Once I had these three beliefs, I engrained these as a higher truth than my previous one. Usually, it takes a few days until the body has accepted this as the new truth. I’ve never felt confident that it worked on the same day. As I’m writing this, I can say for sure that it worked. Both that my current truth is that she joked about this is my new highest truth. But a few days after doing this exercise, a situation that would’ve triggered me arose in the other relationship. This time I felt nothing. It’s always so mindblowing how well this tool works for changing my own beliefs.

Am I still blind?

I’m not entirely sure if I’m still blind. But I know that if I feel afraid when talking to someone, it could be that they are showing interest in me.
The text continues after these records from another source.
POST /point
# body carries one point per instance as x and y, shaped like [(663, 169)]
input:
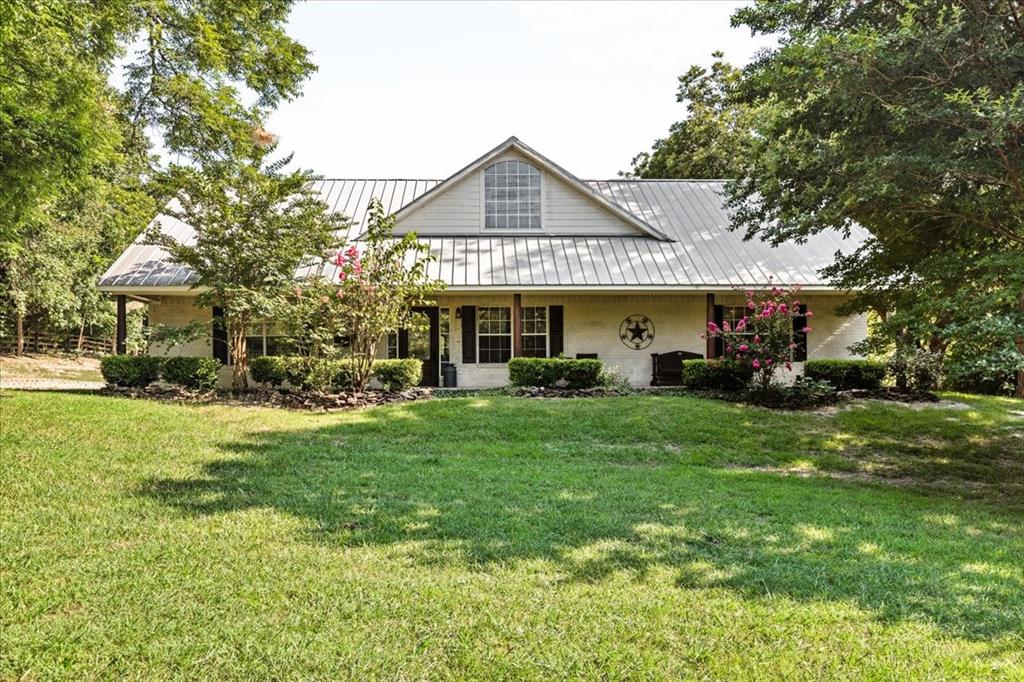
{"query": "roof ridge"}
[(612, 179)]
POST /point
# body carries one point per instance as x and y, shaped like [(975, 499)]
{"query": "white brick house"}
[(539, 262)]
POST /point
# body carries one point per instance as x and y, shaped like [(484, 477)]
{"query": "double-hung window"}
[(265, 338), (535, 332), (494, 334)]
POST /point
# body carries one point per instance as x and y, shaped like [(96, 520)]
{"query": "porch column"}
[(122, 332), (516, 326), (709, 317)]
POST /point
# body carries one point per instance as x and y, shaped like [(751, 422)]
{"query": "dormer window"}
[(512, 196)]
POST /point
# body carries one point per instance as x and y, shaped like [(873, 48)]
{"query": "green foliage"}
[(398, 375), (846, 374), (192, 372), (555, 372), (318, 374), (134, 371), (804, 392), (915, 370), (903, 119), (254, 226), (713, 139), (268, 370), (716, 375)]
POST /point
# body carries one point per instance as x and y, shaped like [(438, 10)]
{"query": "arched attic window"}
[(511, 196)]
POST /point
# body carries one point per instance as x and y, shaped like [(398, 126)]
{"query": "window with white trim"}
[(265, 338), (494, 334), (534, 332), (511, 196)]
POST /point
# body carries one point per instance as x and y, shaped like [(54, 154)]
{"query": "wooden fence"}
[(52, 343)]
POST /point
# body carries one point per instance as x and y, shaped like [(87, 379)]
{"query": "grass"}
[(489, 538), (64, 368)]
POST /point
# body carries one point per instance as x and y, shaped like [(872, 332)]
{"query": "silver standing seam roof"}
[(700, 251)]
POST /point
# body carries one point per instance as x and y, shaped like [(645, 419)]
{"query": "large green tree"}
[(200, 76), (713, 139), (255, 225), (908, 120)]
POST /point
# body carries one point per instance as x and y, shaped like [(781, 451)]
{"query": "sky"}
[(420, 89)]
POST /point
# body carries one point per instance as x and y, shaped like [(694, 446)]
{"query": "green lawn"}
[(488, 538)]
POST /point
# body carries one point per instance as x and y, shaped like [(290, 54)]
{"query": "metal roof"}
[(702, 253)]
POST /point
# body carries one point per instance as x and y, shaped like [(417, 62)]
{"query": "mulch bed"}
[(312, 400)]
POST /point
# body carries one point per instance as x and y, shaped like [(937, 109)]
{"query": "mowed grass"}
[(496, 538)]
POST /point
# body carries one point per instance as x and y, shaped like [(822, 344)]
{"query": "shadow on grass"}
[(467, 483)]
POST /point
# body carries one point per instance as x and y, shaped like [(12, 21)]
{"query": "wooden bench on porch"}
[(668, 368)]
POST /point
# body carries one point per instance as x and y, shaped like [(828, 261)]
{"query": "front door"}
[(424, 344)]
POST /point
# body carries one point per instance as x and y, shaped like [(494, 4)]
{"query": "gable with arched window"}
[(511, 196)]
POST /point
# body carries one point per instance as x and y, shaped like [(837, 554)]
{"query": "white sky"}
[(420, 89)]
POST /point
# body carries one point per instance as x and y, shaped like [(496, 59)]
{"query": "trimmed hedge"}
[(551, 372), (715, 375), (192, 372), (134, 371), (317, 374), (846, 374), (268, 370), (398, 375)]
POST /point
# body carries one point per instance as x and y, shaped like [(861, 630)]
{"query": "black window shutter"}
[(719, 341), (800, 336), (469, 334), (219, 335), (556, 326)]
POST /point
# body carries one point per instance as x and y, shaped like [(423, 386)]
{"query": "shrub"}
[(318, 374), (398, 375), (555, 372), (192, 372), (268, 370), (719, 375), (136, 371), (915, 369), (804, 392), (846, 374)]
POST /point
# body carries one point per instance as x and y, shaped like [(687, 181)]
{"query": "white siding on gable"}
[(564, 210)]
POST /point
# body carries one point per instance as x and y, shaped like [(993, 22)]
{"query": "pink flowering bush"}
[(763, 338)]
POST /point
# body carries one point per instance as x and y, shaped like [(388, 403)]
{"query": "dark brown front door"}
[(424, 344)]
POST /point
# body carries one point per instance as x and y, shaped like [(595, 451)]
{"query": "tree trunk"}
[(1020, 348), (19, 325)]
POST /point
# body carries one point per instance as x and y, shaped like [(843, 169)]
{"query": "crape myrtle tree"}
[(381, 280), (906, 119), (255, 225), (762, 339)]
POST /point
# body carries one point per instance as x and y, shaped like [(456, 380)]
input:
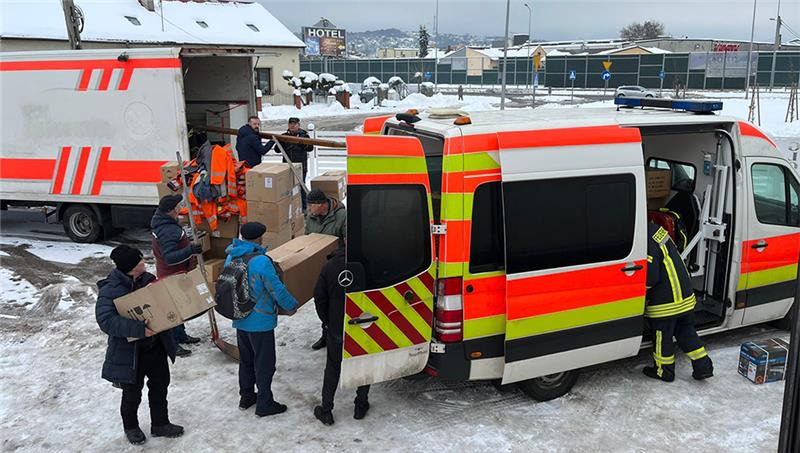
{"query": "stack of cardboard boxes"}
[(273, 198)]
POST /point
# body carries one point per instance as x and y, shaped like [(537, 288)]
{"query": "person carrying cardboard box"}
[(128, 363), (174, 253), (255, 333)]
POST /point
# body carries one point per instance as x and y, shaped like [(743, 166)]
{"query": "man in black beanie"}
[(128, 363), (174, 253)]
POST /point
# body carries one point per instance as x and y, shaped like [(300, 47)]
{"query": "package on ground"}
[(763, 361), (164, 190), (334, 186), (269, 182), (170, 171), (225, 228), (659, 183), (168, 302), (300, 260)]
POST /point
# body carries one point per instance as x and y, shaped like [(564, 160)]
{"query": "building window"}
[(264, 80)]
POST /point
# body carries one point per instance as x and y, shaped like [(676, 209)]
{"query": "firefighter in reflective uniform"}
[(670, 309)]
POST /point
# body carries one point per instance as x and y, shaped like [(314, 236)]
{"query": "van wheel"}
[(81, 224), (552, 386)]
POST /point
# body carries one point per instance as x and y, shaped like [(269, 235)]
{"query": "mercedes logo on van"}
[(345, 278)]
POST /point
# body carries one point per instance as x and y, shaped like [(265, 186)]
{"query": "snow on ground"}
[(52, 396)]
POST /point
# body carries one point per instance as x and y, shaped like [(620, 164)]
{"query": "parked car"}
[(634, 91)]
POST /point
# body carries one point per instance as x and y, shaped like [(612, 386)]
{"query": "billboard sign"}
[(328, 42)]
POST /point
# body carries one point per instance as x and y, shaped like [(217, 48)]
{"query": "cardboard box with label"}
[(168, 302), (763, 361), (269, 182), (300, 261), (333, 183)]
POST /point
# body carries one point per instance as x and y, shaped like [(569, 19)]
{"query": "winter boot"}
[(135, 436), (168, 430), (361, 410), (247, 400), (326, 417), (276, 408)]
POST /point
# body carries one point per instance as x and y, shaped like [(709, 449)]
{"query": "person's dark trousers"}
[(151, 363), (257, 366), (333, 368)]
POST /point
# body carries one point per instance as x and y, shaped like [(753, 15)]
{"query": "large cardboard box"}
[(225, 228), (659, 183), (170, 171), (269, 182), (300, 260), (168, 302), (763, 361), (334, 185)]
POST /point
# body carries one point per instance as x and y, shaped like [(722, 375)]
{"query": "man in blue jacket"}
[(128, 363), (248, 143), (255, 333)]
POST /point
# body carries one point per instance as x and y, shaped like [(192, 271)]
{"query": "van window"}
[(683, 175), (388, 232), (568, 221), (775, 193), (486, 248)]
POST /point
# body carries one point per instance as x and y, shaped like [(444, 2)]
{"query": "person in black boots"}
[(174, 253), (329, 301), (128, 363)]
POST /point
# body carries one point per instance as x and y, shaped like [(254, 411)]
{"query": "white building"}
[(197, 26)]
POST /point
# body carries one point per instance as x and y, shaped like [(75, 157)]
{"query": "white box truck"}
[(87, 131)]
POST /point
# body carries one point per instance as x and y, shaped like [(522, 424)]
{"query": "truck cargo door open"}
[(390, 271), (576, 244)]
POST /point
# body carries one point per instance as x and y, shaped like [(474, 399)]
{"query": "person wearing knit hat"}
[(255, 333), (127, 364), (326, 215), (174, 253)]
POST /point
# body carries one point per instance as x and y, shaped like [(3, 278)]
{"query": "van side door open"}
[(576, 245), (389, 298)]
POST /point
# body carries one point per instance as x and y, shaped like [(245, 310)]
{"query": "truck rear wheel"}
[(81, 224), (552, 386)]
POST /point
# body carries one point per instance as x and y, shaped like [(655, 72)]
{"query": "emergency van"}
[(87, 131), (512, 245)]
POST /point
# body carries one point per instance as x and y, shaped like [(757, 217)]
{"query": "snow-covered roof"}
[(185, 22)]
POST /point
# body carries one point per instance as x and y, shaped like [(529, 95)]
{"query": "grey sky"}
[(552, 19)]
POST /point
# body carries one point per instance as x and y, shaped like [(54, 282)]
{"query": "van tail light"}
[(449, 322)]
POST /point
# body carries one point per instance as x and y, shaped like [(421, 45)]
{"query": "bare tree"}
[(648, 30)]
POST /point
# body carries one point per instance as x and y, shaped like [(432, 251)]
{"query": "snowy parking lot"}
[(52, 397)]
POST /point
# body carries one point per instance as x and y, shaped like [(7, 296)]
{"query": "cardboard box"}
[(763, 361), (168, 302), (269, 182), (164, 190), (225, 229), (334, 186), (659, 183), (170, 171), (300, 260)]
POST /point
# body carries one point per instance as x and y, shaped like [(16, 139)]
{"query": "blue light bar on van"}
[(689, 105)]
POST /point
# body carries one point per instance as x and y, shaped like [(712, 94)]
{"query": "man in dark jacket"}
[(248, 143), (128, 363), (296, 151), (325, 216), (174, 253), (329, 301)]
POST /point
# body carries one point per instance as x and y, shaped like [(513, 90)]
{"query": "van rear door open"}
[(576, 244), (390, 267)]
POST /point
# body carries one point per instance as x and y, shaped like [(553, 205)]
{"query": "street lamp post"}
[(505, 60), (750, 52)]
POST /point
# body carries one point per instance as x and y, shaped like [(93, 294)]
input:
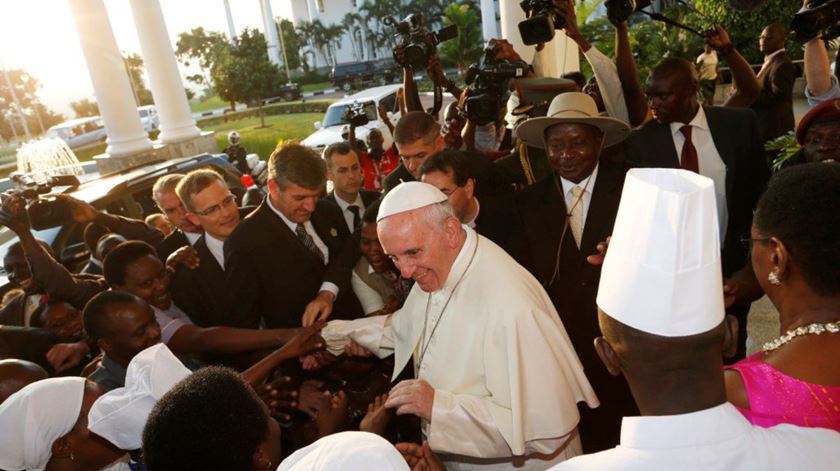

Although, I probably won’t be scared any longer if I replaced the correct fear. But I won’t know for sure until a new situation arises that would trigger my fear.

At the beginning of this post, I hinted at the possibility of being blind in other areas of life. I haven’t explored this thought that much yet, but I can see that whenever I felt uncomfortable and didn’t know how to handle a situation, I would flee it and try to forget about it. Maybe I’ll meditate on it in the coming days 🙂

Have you been blind? Were you afraid that something would happen if you acted on those feelings? I’d love to hear your thoughts and answers in the comments.